İsrail ordusunun Filistinlilere eylül ayı ortasında beklenen saldırıdan önce güneye gitmeleri konusunda defalarca uyarıda bulunmasına rağmen, Gazze sakinleri Gazze Şeridi’nde güvenli bir yer olmadığını ve gidecek hiçbir yerleri kalmadığını söylüyor.

Birçoğu, önceki çatışmalarda birden fazla kez yerinden edilmenin yorgunluğuna ve özellikle yaşlılar, hastalar ve yetersiz beslenenler için yer değiştirmenin zorluklarına ve maliyetlerine dikkat çekti.

Tahliye için topçu bombardımanı kullanımı

İsrail medyası, İsrail ordusunun Gazze şehrini ele geçirme operasyonundan önce sivilleri kaçmaya zorlamak için Gazze şehri yakınlarındaki ıssız bölgelere topçu bombardımanı yaptığını bildirdi.

İsrail ordusu bu suçlamalar hakkında yorum yapmayı reddetti.

Geçtiğimiz ayın sonunda İsrail ordusu, Gazze şehri sakinlerinin yerinden edilmesinin ‘kaçınılmaz’ olduğunu doğrulayarak, şehri ‘tehlikeli bir savaş bölgesi’ ilan etti.

Uluslararası Kızılhaç Komitesi (ICRC), şehir sakinlerinin tahliyesini ‘imkânsız’ ve bu konudaki planları ‘uygulanamaz’ olarak değerlendirdi.

İsrail ordusuna bağlı Filistin Topraklarındaki Hükümet Aktivitelerini Koordinasyon Birimi (COGAT) geçen hafta başında, ‘bölge sakinlerini korumak için onları güneye taşıma’ hazırlıklarını duyurdu. Bu hazırlıklar arasında Mısır'dan el-Mevasi'ye su taşımak için yeni bir boru hattının inşası, İsrail'den gelen su borularının bakım çalışmaları ve Gazze Şeridi'nin güneyindeki bir tuzdan arındırma tesisinin elektrik şebekesine bağlanması yer alıyor.

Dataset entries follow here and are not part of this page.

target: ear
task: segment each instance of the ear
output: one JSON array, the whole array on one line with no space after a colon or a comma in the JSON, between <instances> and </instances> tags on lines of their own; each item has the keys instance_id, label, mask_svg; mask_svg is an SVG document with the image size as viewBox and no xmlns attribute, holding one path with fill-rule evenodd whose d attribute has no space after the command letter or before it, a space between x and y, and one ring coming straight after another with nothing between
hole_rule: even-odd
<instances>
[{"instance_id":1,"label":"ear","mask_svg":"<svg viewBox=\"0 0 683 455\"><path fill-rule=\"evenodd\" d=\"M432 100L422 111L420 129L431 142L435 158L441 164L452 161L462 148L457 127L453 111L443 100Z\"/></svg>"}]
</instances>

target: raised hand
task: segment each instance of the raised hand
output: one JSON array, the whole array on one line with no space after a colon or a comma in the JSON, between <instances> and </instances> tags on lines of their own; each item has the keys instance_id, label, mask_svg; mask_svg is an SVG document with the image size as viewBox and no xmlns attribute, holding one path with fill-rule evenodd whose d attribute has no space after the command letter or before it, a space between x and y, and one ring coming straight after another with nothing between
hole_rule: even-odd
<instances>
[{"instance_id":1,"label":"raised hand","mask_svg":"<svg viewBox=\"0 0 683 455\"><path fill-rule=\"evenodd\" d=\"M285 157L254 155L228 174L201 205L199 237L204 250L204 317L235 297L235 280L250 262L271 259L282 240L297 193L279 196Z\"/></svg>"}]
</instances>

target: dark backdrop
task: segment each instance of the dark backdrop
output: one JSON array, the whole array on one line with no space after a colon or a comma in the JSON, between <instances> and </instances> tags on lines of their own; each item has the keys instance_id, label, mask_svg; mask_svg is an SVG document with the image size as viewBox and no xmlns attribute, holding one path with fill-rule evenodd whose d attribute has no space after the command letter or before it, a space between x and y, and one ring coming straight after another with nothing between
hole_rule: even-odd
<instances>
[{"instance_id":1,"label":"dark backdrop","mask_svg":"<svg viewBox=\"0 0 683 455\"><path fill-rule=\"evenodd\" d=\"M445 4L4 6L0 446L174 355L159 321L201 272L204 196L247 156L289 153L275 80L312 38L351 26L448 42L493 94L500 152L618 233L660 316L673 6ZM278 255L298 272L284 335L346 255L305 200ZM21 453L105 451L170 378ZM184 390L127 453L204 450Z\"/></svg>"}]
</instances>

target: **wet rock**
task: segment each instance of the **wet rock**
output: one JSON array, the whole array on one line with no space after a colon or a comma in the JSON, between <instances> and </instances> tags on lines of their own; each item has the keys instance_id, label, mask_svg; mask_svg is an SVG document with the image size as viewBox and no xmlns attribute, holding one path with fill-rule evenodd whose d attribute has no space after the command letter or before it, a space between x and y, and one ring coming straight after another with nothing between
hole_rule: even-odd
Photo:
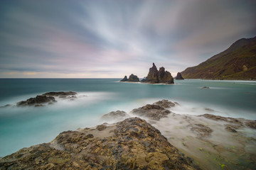
<instances>
[{"instance_id":1,"label":"wet rock","mask_svg":"<svg viewBox=\"0 0 256 170\"><path fill-rule=\"evenodd\" d=\"M176 79L184 79L182 77L181 73L178 72L177 76L176 76Z\"/></svg>"},{"instance_id":2,"label":"wet rock","mask_svg":"<svg viewBox=\"0 0 256 170\"><path fill-rule=\"evenodd\" d=\"M102 130L105 130L106 128L107 128L107 126L104 125L97 125L97 128L96 128L96 129L100 130L100 131L102 131Z\"/></svg>"},{"instance_id":3,"label":"wet rock","mask_svg":"<svg viewBox=\"0 0 256 170\"><path fill-rule=\"evenodd\" d=\"M128 114L126 112L117 110L117 111L112 111L110 112L109 113L105 114L104 115L102 116L102 118L110 120L113 118L123 118L126 117L128 117Z\"/></svg>"},{"instance_id":4,"label":"wet rock","mask_svg":"<svg viewBox=\"0 0 256 170\"><path fill-rule=\"evenodd\" d=\"M55 92L55 91L51 91L51 92L48 92L46 94L43 94L43 95L44 96L75 96L78 94L73 91L58 91L58 92Z\"/></svg>"},{"instance_id":5,"label":"wet rock","mask_svg":"<svg viewBox=\"0 0 256 170\"><path fill-rule=\"evenodd\" d=\"M245 122L245 125L252 129L256 129L256 120L247 120Z\"/></svg>"},{"instance_id":6,"label":"wet rock","mask_svg":"<svg viewBox=\"0 0 256 170\"><path fill-rule=\"evenodd\" d=\"M11 105L10 105L10 104L6 104L6 105L5 105L5 106L0 106L0 108L9 108L9 107L11 107Z\"/></svg>"},{"instance_id":7,"label":"wet rock","mask_svg":"<svg viewBox=\"0 0 256 170\"><path fill-rule=\"evenodd\" d=\"M139 79L138 78L137 76L134 75L133 74L132 74L129 76L129 79L128 79L127 81L139 82Z\"/></svg>"},{"instance_id":8,"label":"wet rock","mask_svg":"<svg viewBox=\"0 0 256 170\"><path fill-rule=\"evenodd\" d=\"M147 104L143 107L133 109L132 113L151 120L159 120L161 118L167 117L167 115L170 114L171 111L159 105Z\"/></svg>"},{"instance_id":9,"label":"wet rock","mask_svg":"<svg viewBox=\"0 0 256 170\"><path fill-rule=\"evenodd\" d=\"M156 65L153 63L153 67L149 69L147 76L142 80L142 82L151 84L174 84L174 78L170 72L165 71L164 67L161 67L158 71Z\"/></svg>"},{"instance_id":10,"label":"wet rock","mask_svg":"<svg viewBox=\"0 0 256 170\"><path fill-rule=\"evenodd\" d=\"M0 169L200 169L145 120L126 119L101 132L113 127L104 138L63 132L50 143L2 158Z\"/></svg>"},{"instance_id":11,"label":"wet rock","mask_svg":"<svg viewBox=\"0 0 256 170\"><path fill-rule=\"evenodd\" d=\"M164 99L156 101L156 102L154 103L153 104L160 106L161 107L163 107L164 108L172 108L172 107L175 106L174 103L172 103L171 101L169 101L168 100L164 100Z\"/></svg>"},{"instance_id":12,"label":"wet rock","mask_svg":"<svg viewBox=\"0 0 256 170\"><path fill-rule=\"evenodd\" d=\"M22 101L18 102L16 106L41 106L44 103L51 103L51 102L56 102L54 97L46 96L45 95L40 95L40 96L37 96L35 98L31 98L26 101Z\"/></svg>"},{"instance_id":13,"label":"wet rock","mask_svg":"<svg viewBox=\"0 0 256 170\"><path fill-rule=\"evenodd\" d=\"M204 110L206 110L206 111L210 111L210 112L214 112L215 111L213 109L208 108L205 108Z\"/></svg>"},{"instance_id":14,"label":"wet rock","mask_svg":"<svg viewBox=\"0 0 256 170\"><path fill-rule=\"evenodd\" d=\"M235 130L236 128L233 125L225 125L226 128L225 128L225 130L230 132L238 132Z\"/></svg>"},{"instance_id":15,"label":"wet rock","mask_svg":"<svg viewBox=\"0 0 256 170\"><path fill-rule=\"evenodd\" d=\"M244 119L242 118L233 118L230 117L223 117L220 115L214 115L211 114L204 114L199 116L205 117L208 119L214 120L216 121L225 121L228 123L234 123L236 125L240 125L240 126L243 126Z\"/></svg>"},{"instance_id":16,"label":"wet rock","mask_svg":"<svg viewBox=\"0 0 256 170\"><path fill-rule=\"evenodd\" d=\"M213 132L211 128L202 124L195 124L192 126L191 130L193 132L195 132L200 137L208 137Z\"/></svg>"},{"instance_id":17,"label":"wet rock","mask_svg":"<svg viewBox=\"0 0 256 170\"><path fill-rule=\"evenodd\" d=\"M127 79L127 76L125 76L124 77L124 79L122 79L122 80L120 80L120 81L128 81L128 79Z\"/></svg>"}]
</instances>

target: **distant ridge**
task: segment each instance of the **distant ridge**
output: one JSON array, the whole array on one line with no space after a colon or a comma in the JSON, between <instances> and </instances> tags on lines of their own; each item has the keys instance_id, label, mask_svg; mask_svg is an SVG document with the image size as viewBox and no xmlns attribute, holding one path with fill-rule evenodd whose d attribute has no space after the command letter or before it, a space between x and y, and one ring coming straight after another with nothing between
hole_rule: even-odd
<instances>
[{"instance_id":1,"label":"distant ridge","mask_svg":"<svg viewBox=\"0 0 256 170\"><path fill-rule=\"evenodd\" d=\"M225 51L181 72L184 79L256 79L256 37L242 38Z\"/></svg>"}]
</instances>

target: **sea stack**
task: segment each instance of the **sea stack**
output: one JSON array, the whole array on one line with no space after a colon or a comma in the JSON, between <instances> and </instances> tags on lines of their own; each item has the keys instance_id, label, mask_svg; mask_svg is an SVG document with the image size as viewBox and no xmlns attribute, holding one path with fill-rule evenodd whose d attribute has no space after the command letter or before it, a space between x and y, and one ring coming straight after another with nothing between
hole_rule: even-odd
<instances>
[{"instance_id":1,"label":"sea stack","mask_svg":"<svg viewBox=\"0 0 256 170\"><path fill-rule=\"evenodd\" d=\"M125 76L124 77L124 79L122 79L122 80L120 80L120 81L128 81L128 79L127 79L127 76Z\"/></svg>"},{"instance_id":2,"label":"sea stack","mask_svg":"<svg viewBox=\"0 0 256 170\"><path fill-rule=\"evenodd\" d=\"M138 82L139 81L139 79L137 76L134 75L133 74L132 74L128 79L128 81L132 81L132 82Z\"/></svg>"},{"instance_id":3,"label":"sea stack","mask_svg":"<svg viewBox=\"0 0 256 170\"><path fill-rule=\"evenodd\" d=\"M182 77L181 73L178 72L176 79L184 79Z\"/></svg>"},{"instance_id":4,"label":"sea stack","mask_svg":"<svg viewBox=\"0 0 256 170\"><path fill-rule=\"evenodd\" d=\"M137 76L132 74L129 76L129 79L127 79L127 76L125 76L124 77L124 79L122 79L122 80L120 80L120 81L129 81L129 82L139 82L139 79Z\"/></svg>"},{"instance_id":5,"label":"sea stack","mask_svg":"<svg viewBox=\"0 0 256 170\"><path fill-rule=\"evenodd\" d=\"M164 67L159 69L158 71L156 65L153 63L153 67L149 69L149 74L145 79L142 80L143 83L151 84L174 84L174 78L171 73L168 71L165 71Z\"/></svg>"}]
</instances>

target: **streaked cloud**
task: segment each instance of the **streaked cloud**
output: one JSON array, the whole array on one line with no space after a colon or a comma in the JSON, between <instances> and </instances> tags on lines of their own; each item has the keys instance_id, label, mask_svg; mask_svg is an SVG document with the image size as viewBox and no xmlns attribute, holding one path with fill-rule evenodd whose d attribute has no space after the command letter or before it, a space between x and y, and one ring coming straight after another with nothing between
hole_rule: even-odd
<instances>
[{"instance_id":1,"label":"streaked cloud","mask_svg":"<svg viewBox=\"0 0 256 170\"><path fill-rule=\"evenodd\" d=\"M256 35L256 2L2 1L0 77L173 74Z\"/></svg>"}]
</instances>

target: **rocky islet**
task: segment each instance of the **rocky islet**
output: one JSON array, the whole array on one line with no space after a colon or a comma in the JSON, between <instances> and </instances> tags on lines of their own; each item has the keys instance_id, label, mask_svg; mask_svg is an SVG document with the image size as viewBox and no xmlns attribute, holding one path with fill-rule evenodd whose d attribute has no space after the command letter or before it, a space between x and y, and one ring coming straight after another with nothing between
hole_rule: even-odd
<instances>
[{"instance_id":1,"label":"rocky islet","mask_svg":"<svg viewBox=\"0 0 256 170\"><path fill-rule=\"evenodd\" d=\"M129 79L125 76L120 81L130 81L130 82L139 82L139 79L132 74ZM142 83L149 83L149 84L174 84L174 78L171 74L165 70L164 67L160 67L159 70L157 69L154 63L153 66L149 69L147 76L140 81Z\"/></svg>"}]
</instances>

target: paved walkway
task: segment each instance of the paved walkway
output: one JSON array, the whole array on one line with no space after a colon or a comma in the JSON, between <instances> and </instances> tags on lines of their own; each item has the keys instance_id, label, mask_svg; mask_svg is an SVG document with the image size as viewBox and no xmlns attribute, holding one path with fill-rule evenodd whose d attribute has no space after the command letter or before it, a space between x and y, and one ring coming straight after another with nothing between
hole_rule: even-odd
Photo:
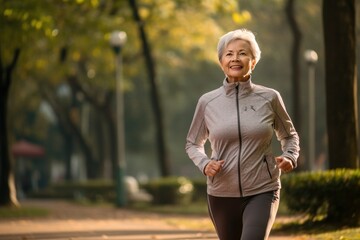
<instances>
[{"instance_id":1,"label":"paved walkway","mask_svg":"<svg viewBox=\"0 0 360 240\"><path fill-rule=\"evenodd\" d=\"M64 201L27 200L22 206L47 208L43 218L0 220L0 240L216 240L210 230L173 224L179 216L139 213L113 207L79 206ZM184 221L206 222L206 216L181 217ZM272 236L269 240L297 239ZM304 238L298 238L304 240Z\"/></svg>"}]
</instances>

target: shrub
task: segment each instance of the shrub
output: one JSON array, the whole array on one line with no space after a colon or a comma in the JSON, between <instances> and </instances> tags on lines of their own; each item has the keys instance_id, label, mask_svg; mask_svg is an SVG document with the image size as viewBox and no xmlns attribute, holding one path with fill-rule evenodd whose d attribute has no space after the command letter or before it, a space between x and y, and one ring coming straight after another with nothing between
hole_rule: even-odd
<instances>
[{"instance_id":1,"label":"shrub","mask_svg":"<svg viewBox=\"0 0 360 240\"><path fill-rule=\"evenodd\" d=\"M115 201L116 193L112 182L92 180L53 184L47 189L32 193L30 197L113 202Z\"/></svg>"},{"instance_id":2,"label":"shrub","mask_svg":"<svg viewBox=\"0 0 360 240\"><path fill-rule=\"evenodd\" d=\"M336 169L302 172L282 177L283 199L290 211L312 219L358 225L360 222L360 170Z\"/></svg>"},{"instance_id":3,"label":"shrub","mask_svg":"<svg viewBox=\"0 0 360 240\"><path fill-rule=\"evenodd\" d=\"M151 180L143 188L153 196L154 204L186 204L191 201L193 185L185 177Z\"/></svg>"}]
</instances>

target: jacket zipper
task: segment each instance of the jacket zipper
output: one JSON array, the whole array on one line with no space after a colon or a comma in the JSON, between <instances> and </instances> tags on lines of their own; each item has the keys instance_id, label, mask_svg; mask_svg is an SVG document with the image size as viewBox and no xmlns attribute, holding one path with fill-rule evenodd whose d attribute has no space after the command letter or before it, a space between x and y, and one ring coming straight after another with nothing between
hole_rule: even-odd
<instances>
[{"instance_id":1,"label":"jacket zipper","mask_svg":"<svg viewBox=\"0 0 360 240\"><path fill-rule=\"evenodd\" d=\"M240 197L242 197L243 193L241 187L241 171L240 171L240 155L241 155L242 141L241 141L241 129L240 129L239 85L236 86L236 111L237 111L238 135L239 135L238 181L239 181Z\"/></svg>"},{"instance_id":2,"label":"jacket zipper","mask_svg":"<svg viewBox=\"0 0 360 240\"><path fill-rule=\"evenodd\" d=\"M267 169L267 171L269 173L270 179L272 179L272 175L271 175L270 168L269 168L269 163L266 160L266 156L264 156L264 162L266 164L266 169Z\"/></svg>"}]
</instances>

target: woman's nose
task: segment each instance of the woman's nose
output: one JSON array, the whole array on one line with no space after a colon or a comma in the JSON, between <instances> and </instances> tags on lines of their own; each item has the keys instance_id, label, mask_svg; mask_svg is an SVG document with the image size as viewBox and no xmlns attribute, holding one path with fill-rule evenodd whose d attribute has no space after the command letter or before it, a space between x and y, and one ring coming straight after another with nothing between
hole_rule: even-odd
<instances>
[{"instance_id":1,"label":"woman's nose","mask_svg":"<svg viewBox=\"0 0 360 240\"><path fill-rule=\"evenodd\" d=\"M240 59L240 55L239 54L234 54L234 57L233 57L233 61L238 61Z\"/></svg>"}]
</instances>

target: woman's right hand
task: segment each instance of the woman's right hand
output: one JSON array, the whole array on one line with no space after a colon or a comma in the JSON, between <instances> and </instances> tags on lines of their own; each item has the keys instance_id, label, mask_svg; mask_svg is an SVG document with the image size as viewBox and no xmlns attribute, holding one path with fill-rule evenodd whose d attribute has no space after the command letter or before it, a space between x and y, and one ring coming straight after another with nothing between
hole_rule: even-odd
<instances>
[{"instance_id":1,"label":"woman's right hand","mask_svg":"<svg viewBox=\"0 0 360 240\"><path fill-rule=\"evenodd\" d=\"M205 175L209 177L213 177L216 174L218 174L218 172L220 172L222 169L224 161L225 160L219 160L219 161L211 160L205 167L205 171L204 171Z\"/></svg>"}]
</instances>

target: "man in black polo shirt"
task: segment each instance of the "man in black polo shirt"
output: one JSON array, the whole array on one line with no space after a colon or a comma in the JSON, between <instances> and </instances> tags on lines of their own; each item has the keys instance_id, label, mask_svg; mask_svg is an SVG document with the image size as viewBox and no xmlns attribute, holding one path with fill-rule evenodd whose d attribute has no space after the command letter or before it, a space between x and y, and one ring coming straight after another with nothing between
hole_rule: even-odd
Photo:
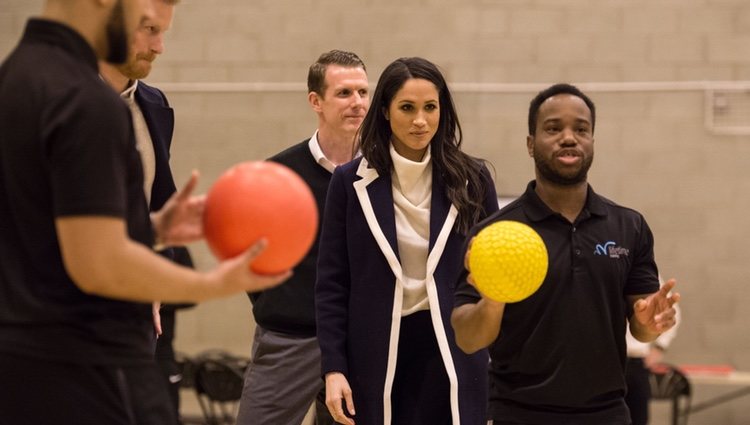
<instances>
[{"instance_id":1,"label":"man in black polo shirt","mask_svg":"<svg viewBox=\"0 0 750 425\"><path fill-rule=\"evenodd\" d=\"M202 236L197 176L149 217L127 106L99 77L150 0L47 0L0 66L0 423L174 424L151 301L259 290L257 244L198 273L151 250ZM152 230L153 228L153 230Z\"/></svg>"},{"instance_id":2,"label":"man in black polo shirt","mask_svg":"<svg viewBox=\"0 0 750 425\"><path fill-rule=\"evenodd\" d=\"M489 346L495 425L630 424L626 326L651 341L675 324L679 295L669 295L675 281L659 289L643 216L597 195L586 181L594 124L594 104L576 87L540 92L531 102L527 137L536 180L469 235L515 220L534 228L549 254L541 288L518 303L481 296L470 274L459 282L456 340L469 353Z\"/></svg>"}]
</instances>

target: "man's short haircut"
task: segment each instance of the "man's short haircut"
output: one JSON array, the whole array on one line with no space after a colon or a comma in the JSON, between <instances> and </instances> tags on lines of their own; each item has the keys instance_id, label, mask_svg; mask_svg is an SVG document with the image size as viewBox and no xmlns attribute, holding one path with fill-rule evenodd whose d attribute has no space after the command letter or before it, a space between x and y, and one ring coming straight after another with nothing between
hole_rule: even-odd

COGAT ayrıca, İsrail'in Hamas'ın askeri kanadı İzzeddin el-Kassam Tugayları Komutanı Muhammed Sinvar'ı öldürdüğünü söylediği bir operasyonun ardından haftalarca kapalı kalan Han Yunus'taki Avrupa Hastanesi'nin yeniden açılması için çalışmaların başladığını da belirtti.